Colombia and Venezuela
Colombia has reported Venezuela to the United Nations Security Council for what it describes as the country’s “war threats” against the Andean nation. Caracas and Bogota have stepped up their rhetoric against each other following the latter’s move to sign a defense accord with the US that would give Washington access to military bases in Colombia. Colombia’s UN ambassador, Claudia Blum, submitted a “diplomatic note regarding the threats by Venezuela of use of force against Colombia,” the foreign ministry said in a statement on Wednesday, according to AFP.
Karadzic
Legal advisors to Bosnian Serb wartime leader Radovan Karadzic have gone on strike over unpaid fees; as Karadzic insists on representing himself at the Tribunal. Court papers filed by Karadzic on Wednesday claim his legal team is owed some 70,000 euros (100,000 dollars) in unpaid bills. While 64-year-old Karadzic insists on representing himself at the International Criminal Tribunal for Yugoslavia (ICTY), the genocide and war crimes suspect has eight legal advisors helping him to prepare his defense.
Swine Flu
*Swine flu has sickened about 22 million Americans since April and killed nearly 4,000, including 540 children, say startling federal estimates released Thursday.
*Canada’s top medical official defended the national H1N1 vaccination campaign on Thursday, and said the costs of doing nothing would be far higher than the money spent immunizing millions of people.
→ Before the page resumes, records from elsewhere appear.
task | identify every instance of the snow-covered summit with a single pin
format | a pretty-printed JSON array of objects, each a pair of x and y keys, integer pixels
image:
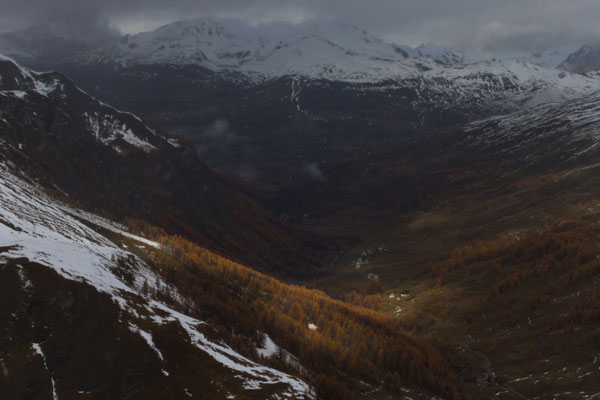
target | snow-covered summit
[{"x": 318, "y": 50}]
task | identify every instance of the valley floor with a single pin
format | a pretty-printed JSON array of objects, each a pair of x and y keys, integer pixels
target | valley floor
[{"x": 459, "y": 273}]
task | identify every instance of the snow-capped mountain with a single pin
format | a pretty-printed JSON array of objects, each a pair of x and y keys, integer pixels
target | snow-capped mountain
[
  {"x": 316, "y": 50},
  {"x": 443, "y": 53},
  {"x": 586, "y": 59},
  {"x": 341, "y": 53}
]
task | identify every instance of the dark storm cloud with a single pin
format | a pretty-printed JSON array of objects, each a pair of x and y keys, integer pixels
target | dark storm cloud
[{"x": 488, "y": 25}]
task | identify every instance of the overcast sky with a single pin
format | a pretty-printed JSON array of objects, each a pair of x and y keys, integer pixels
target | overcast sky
[{"x": 468, "y": 25}]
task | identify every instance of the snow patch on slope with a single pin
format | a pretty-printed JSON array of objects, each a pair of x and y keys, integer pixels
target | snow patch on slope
[{"x": 50, "y": 233}]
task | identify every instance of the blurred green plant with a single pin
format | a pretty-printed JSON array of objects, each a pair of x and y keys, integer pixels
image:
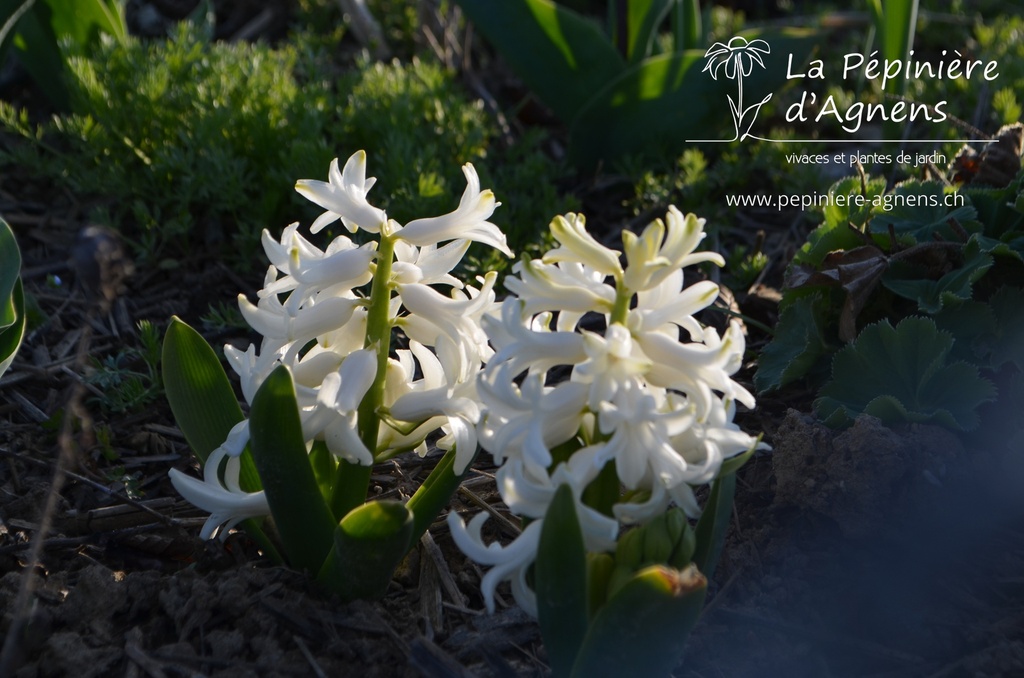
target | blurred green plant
[
  {"x": 615, "y": 94},
  {"x": 11, "y": 297},
  {"x": 929, "y": 269},
  {"x": 123, "y": 386},
  {"x": 423, "y": 127},
  {"x": 35, "y": 29},
  {"x": 184, "y": 141}
]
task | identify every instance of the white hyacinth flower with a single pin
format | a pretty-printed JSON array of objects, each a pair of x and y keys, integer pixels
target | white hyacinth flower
[
  {"x": 329, "y": 314},
  {"x": 655, "y": 403},
  {"x": 226, "y": 502}
]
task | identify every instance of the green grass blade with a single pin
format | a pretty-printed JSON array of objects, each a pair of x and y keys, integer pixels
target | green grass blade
[
  {"x": 303, "y": 519},
  {"x": 649, "y": 108}
]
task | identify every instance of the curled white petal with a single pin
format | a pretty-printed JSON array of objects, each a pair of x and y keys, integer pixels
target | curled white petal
[
  {"x": 469, "y": 221},
  {"x": 226, "y": 508},
  {"x": 344, "y": 197}
]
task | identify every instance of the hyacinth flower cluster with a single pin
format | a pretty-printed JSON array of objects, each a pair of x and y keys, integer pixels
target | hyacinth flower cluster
[
  {"x": 603, "y": 382},
  {"x": 329, "y": 320}
]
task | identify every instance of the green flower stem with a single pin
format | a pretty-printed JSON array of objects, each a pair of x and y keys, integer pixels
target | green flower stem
[{"x": 352, "y": 480}]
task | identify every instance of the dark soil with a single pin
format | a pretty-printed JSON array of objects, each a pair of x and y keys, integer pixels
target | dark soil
[{"x": 870, "y": 552}]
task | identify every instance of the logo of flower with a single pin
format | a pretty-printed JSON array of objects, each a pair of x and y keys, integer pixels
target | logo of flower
[{"x": 738, "y": 58}]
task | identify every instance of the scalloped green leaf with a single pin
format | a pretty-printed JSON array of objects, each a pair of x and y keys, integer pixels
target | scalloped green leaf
[
  {"x": 931, "y": 295},
  {"x": 10, "y": 269},
  {"x": 435, "y": 493},
  {"x": 800, "y": 343},
  {"x": 901, "y": 375},
  {"x": 919, "y": 211},
  {"x": 1007, "y": 342}
]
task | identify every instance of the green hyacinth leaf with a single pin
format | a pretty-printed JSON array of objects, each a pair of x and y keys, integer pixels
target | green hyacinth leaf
[
  {"x": 560, "y": 582},
  {"x": 369, "y": 544},
  {"x": 10, "y": 270},
  {"x": 1007, "y": 342},
  {"x": 642, "y": 629},
  {"x": 714, "y": 523},
  {"x": 302, "y": 517},
  {"x": 201, "y": 396},
  {"x": 435, "y": 493},
  {"x": 11, "y": 336},
  {"x": 902, "y": 374}
]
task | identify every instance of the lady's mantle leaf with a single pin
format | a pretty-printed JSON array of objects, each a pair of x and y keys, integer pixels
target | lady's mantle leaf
[
  {"x": 901, "y": 374},
  {"x": 932, "y": 294},
  {"x": 799, "y": 344},
  {"x": 919, "y": 210}
]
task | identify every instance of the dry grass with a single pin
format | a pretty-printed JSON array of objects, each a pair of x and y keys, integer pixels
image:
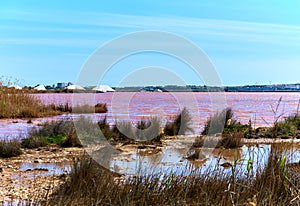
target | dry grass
[
  {"x": 228, "y": 140},
  {"x": 90, "y": 184},
  {"x": 10, "y": 148},
  {"x": 179, "y": 125}
]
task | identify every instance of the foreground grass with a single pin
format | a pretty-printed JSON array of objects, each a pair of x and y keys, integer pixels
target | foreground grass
[
  {"x": 10, "y": 148},
  {"x": 90, "y": 184}
]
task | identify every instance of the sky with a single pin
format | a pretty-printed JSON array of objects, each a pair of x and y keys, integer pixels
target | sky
[{"x": 248, "y": 42}]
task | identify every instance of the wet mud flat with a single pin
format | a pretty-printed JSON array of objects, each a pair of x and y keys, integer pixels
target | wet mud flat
[{"x": 38, "y": 172}]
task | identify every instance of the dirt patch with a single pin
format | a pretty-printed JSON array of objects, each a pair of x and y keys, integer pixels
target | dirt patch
[{"x": 36, "y": 173}]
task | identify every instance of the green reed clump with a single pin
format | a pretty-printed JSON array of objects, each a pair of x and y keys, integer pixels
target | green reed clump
[
  {"x": 289, "y": 127},
  {"x": 10, "y": 148},
  {"x": 179, "y": 125},
  {"x": 228, "y": 140},
  {"x": 80, "y": 109}
]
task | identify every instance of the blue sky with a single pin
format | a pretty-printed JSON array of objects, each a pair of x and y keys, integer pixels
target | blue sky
[{"x": 251, "y": 42}]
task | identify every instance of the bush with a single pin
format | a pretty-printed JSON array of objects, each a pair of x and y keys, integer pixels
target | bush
[
  {"x": 223, "y": 121},
  {"x": 91, "y": 184},
  {"x": 147, "y": 131},
  {"x": 10, "y": 148},
  {"x": 288, "y": 128},
  {"x": 179, "y": 125},
  {"x": 228, "y": 140}
]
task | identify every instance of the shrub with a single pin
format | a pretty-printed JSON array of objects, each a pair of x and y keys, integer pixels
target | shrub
[
  {"x": 228, "y": 140},
  {"x": 91, "y": 184},
  {"x": 224, "y": 121},
  {"x": 147, "y": 131},
  {"x": 10, "y": 148},
  {"x": 179, "y": 125},
  {"x": 288, "y": 128}
]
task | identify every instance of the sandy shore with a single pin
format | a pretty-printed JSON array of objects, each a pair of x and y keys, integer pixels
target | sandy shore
[{"x": 36, "y": 173}]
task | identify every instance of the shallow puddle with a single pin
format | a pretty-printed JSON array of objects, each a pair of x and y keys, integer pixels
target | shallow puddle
[{"x": 171, "y": 160}]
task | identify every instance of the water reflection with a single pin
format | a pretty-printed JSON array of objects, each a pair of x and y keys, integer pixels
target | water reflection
[{"x": 171, "y": 160}]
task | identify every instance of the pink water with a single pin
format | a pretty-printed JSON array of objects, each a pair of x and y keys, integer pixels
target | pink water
[{"x": 259, "y": 107}]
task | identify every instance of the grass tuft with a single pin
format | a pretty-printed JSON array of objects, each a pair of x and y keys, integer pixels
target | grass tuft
[
  {"x": 10, "y": 148},
  {"x": 179, "y": 125}
]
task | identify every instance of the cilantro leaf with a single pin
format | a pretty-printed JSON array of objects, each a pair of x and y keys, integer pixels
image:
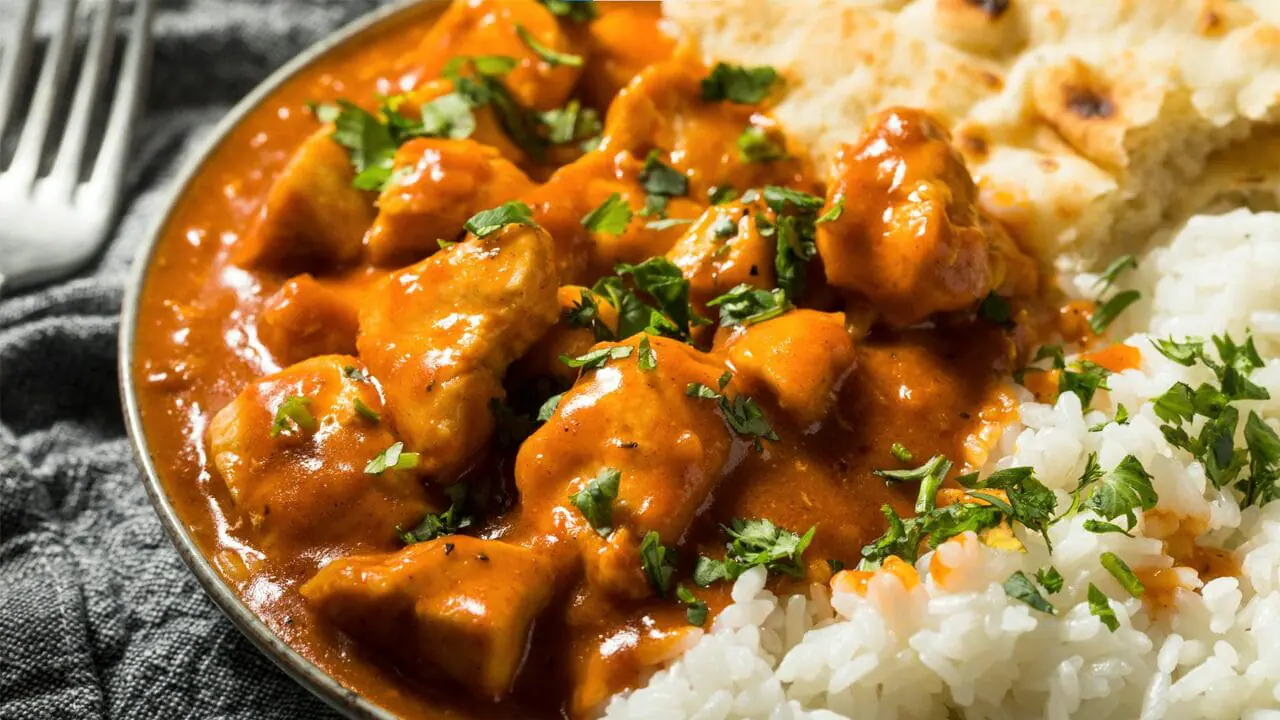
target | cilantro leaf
[
  {"x": 1101, "y": 607},
  {"x": 448, "y": 115},
  {"x": 1264, "y": 483},
  {"x": 366, "y": 411},
  {"x": 438, "y": 524},
  {"x": 662, "y": 180},
  {"x": 1123, "y": 491},
  {"x": 1107, "y": 311},
  {"x": 1121, "y": 572},
  {"x": 758, "y": 145},
  {"x": 595, "y": 500},
  {"x": 611, "y": 217},
  {"x": 597, "y": 359},
  {"x": 647, "y": 359},
  {"x": 739, "y": 83},
  {"x": 293, "y": 413},
  {"x": 755, "y": 542},
  {"x": 663, "y": 281},
  {"x": 369, "y": 142},
  {"x": 1050, "y": 579},
  {"x": 745, "y": 305},
  {"x": 1114, "y": 270},
  {"x": 392, "y": 459},
  {"x": 740, "y": 413},
  {"x": 658, "y": 563},
  {"x": 551, "y": 57},
  {"x": 1022, "y": 588},
  {"x": 488, "y": 222}
]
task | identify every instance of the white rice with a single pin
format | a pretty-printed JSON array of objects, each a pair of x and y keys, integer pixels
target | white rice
[{"x": 972, "y": 651}]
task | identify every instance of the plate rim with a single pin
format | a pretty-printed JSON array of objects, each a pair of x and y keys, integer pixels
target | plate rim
[{"x": 300, "y": 669}]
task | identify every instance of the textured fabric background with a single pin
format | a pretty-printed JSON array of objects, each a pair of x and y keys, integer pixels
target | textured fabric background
[{"x": 99, "y": 618}]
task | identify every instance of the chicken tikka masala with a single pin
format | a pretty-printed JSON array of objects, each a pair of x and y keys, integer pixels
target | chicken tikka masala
[{"x": 480, "y": 359}]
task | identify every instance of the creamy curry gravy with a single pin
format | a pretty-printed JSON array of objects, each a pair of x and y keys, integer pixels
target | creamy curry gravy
[{"x": 886, "y": 350}]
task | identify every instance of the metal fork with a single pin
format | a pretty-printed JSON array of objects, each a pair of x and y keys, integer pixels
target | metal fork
[{"x": 50, "y": 224}]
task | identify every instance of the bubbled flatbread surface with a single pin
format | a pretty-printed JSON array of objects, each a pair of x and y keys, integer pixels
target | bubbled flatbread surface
[{"x": 1088, "y": 123}]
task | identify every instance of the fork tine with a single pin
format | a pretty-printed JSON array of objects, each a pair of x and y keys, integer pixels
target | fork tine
[
  {"x": 31, "y": 144},
  {"x": 97, "y": 58},
  {"x": 108, "y": 174},
  {"x": 16, "y": 62}
]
The Globe and Mail newspaper, citing medical data from various levels of government, said Canada has so far spent $1.5 billion on the campaign — more than twice as much as officials initially estimated. But Dr. David Butler-Jones, Canada’s chief public health officer, said millions of people could become sick and thousands die if there was no vaccination program. So far around 20 percent of Canada’s 34 million population have been immunized, and there is no sign the virus has peaked, he said.
Canada
So many young Canadians want to become trigger pullers in Afghanistan that the army is not accepting any new infantry recruits at the moment, according to the army’s top general. “I am 1,600 infantrymen over my establishment,” Lt.-Gen. Andrew Leslie said Thursday, adding that the high numbers of recruits who want to “serve at the tip of the spear . . . completely refuted” any notion that there were problems getting people to serve in a wartime army.
Russia and US
Ongoing arms cuts talks between Russia and the U.S. have seen differences on inspection and verification procedures, the chief of the General Staff said on Thursday. Moscow and Washington are negotiating a replacement for the current Strategic Arms Reduction Treaty (START I), the basis for Russian-U.S. strategic nuclear disarmament, which expires on December 5. The current round of talks near Geneva began on Monday. “There are a number of problems pertaining to inspections, verification, and reporting figures,” Army Gen. Nikolai Makarov said. Makarov also said Washington was seeking to keep a point from the original treaty on the U.S. monitoring of Russia’s mobile ground-based missiles. He said monitoring had been provided by a U.S. team based in the Russian city of Votkinsk, home to a missile manufacturing plant. “We do not have such missions in the United States, so it is quite natural that this [Votkinsk] mission will be removed, and it will leave its post on December 5,” he said. “We want the treaty to ensure both the security of the Russian Federation and of the United States on equal levels.”